Zunächst zum Test an sich.

Erstes Grundprinzip ist, der zu Prüfende darf niemals wissen, dass er geprüft wird!

Inzwischen ist es auch Vorschrift, dass der zu Prüfende vor dem Test einer gründlichen körperlichen Untersuchung zu unterziehen ist. Es gab schon Vorkommnisse, dass zum Beispiel einer jungen Hexe das Herz stehen blieb, als man sie in einen engen Raum mit vielen Leuten einsperrte, den die Muggel Fahrstuhl nennen.
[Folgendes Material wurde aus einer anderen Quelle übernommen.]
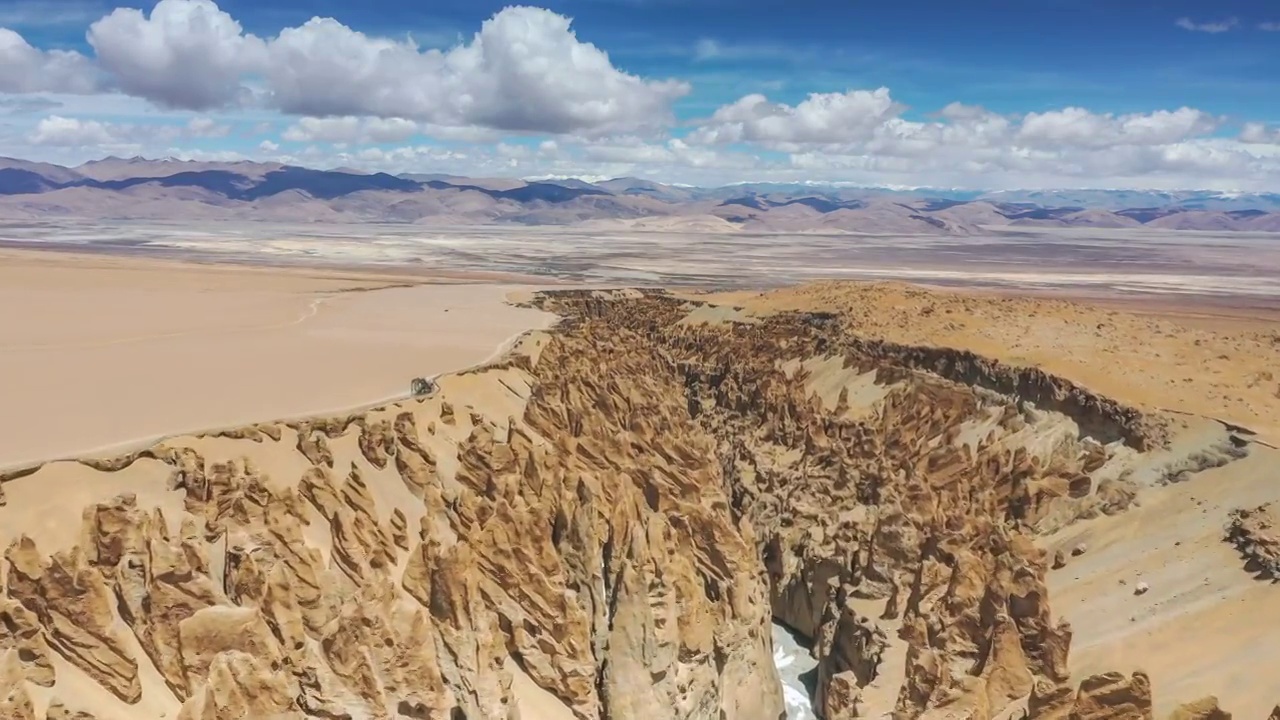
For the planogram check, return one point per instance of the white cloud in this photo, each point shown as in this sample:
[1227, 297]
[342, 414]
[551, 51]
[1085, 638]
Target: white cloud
[187, 54]
[525, 71]
[56, 130]
[27, 69]
[63, 131]
[1258, 133]
[208, 127]
[1079, 127]
[1211, 27]
[832, 117]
Desweiteren darf nicht das Leben des zu Prüfenden in Gefahr gebracht werden. Jeder Mensch verteidigt sein Leben, das darf niemandem zum Vorwurf gemacht werden. Bei dem Test geht es also darum, eine völlig überzogene Reaktion auf ein unerwartetes Vorkommnis zu provozieren. Normalerweise bringt man dazu die Ängste, Sorgen und Schwachstellen des zu Prüfenden in Erfahrung, indem man ihn selbst und seine Umgebung unauffällig befragt bzw. beobachtet. Um obiges fatales Beispiel wieder aufzunehmen - die zu prüfende Hexe damals litt unter Platzangst und hatte schon einmal eine Wand eingerissen, um einem engen Raum zu entkommen. Mit dem Test sollte damals festgestellt werden, ob sie es auch getan hätte, wenn sie damit andere Leben gefährdet hätte. Also manipulierte man ihre Wahrnehmungen und sorgte dafür, dass sie glaubte, in dem Muggelding namens Fahrstuhl – ein enger Raum halt – mit vielen Leuten eingesperrt zu sein. Nun – die Hexe bestand den Test, denn sie gefährdete niemanden, aber nach fünf Minuten brach sie vor Angst tot zusammen.
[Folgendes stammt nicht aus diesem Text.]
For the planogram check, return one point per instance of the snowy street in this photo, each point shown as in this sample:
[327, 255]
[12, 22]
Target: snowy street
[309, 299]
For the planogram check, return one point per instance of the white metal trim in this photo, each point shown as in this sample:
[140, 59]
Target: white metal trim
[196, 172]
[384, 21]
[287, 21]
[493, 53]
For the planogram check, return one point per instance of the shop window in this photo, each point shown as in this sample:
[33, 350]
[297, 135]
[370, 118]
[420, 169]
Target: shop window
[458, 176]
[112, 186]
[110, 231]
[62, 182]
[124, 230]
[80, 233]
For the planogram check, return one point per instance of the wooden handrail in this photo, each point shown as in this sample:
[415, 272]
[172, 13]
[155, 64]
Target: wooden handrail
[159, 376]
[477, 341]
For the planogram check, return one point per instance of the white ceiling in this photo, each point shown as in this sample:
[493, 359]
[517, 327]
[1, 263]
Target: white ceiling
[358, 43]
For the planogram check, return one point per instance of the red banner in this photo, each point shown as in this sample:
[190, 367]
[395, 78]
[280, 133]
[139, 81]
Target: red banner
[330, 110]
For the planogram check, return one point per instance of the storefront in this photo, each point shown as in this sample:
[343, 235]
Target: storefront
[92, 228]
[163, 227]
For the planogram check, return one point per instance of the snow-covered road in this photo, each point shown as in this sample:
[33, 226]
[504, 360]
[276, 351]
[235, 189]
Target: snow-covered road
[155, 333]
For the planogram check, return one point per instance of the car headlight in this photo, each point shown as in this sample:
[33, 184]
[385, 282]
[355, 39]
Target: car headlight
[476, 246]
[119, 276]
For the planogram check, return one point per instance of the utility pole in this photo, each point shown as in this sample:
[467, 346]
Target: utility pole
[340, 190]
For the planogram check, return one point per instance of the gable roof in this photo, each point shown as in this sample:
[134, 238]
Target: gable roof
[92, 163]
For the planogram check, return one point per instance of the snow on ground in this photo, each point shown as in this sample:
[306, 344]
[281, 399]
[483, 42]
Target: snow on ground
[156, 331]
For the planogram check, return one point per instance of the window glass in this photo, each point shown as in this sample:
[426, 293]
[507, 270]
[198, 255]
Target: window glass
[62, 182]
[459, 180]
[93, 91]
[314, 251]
Und ein solches Beispiel zeigt nicht einmal den schlimmsten Fehler des Tests auf.

Ich und viele andere meiner Kollegen sind der Ansicht, wenn man nur intensiv genug sucht, findet man bei jedem Menschen den Punkt, an dem er seine Beherrschung verliert. Jeder hat eine schwache Stelle, die einen dazu bringt, das Unvorstellbare zu tun. Ich würde niemanden davon ausnehmen.

So – und jetzt zu Dir. Ich bin nicht so verdreht, wie der Rest unserer Familie glaubt. Deine Fragen lassen mich vermuten, dass Du von der anstehenden Prüfung eines Deiner Mitschüler weißt. Ich möchte Dir raten, Dich da herauszuhalten. Diese Untersuchung wurde von hoher Stelle im Ministerium angeordnet und unsere Familie braucht keinen solchen Ärger. Weder durch Einmischung in die eine, noch in die andere Richtung. Ich habe Dir alles nur dashalb so intensiv dargelegt, damit Du zum einen nicht weiter Fragen stellst und zum anderen, dass Dir klar wird, dass der Provokationstest durchaus auch für politische oder persönliche Ziele missbraucht werden kann. Gerate um Gotteswillen nicht aus Unvernunft zwischen die Fronten. Lass Deine Professoren dieses Problem behandeln.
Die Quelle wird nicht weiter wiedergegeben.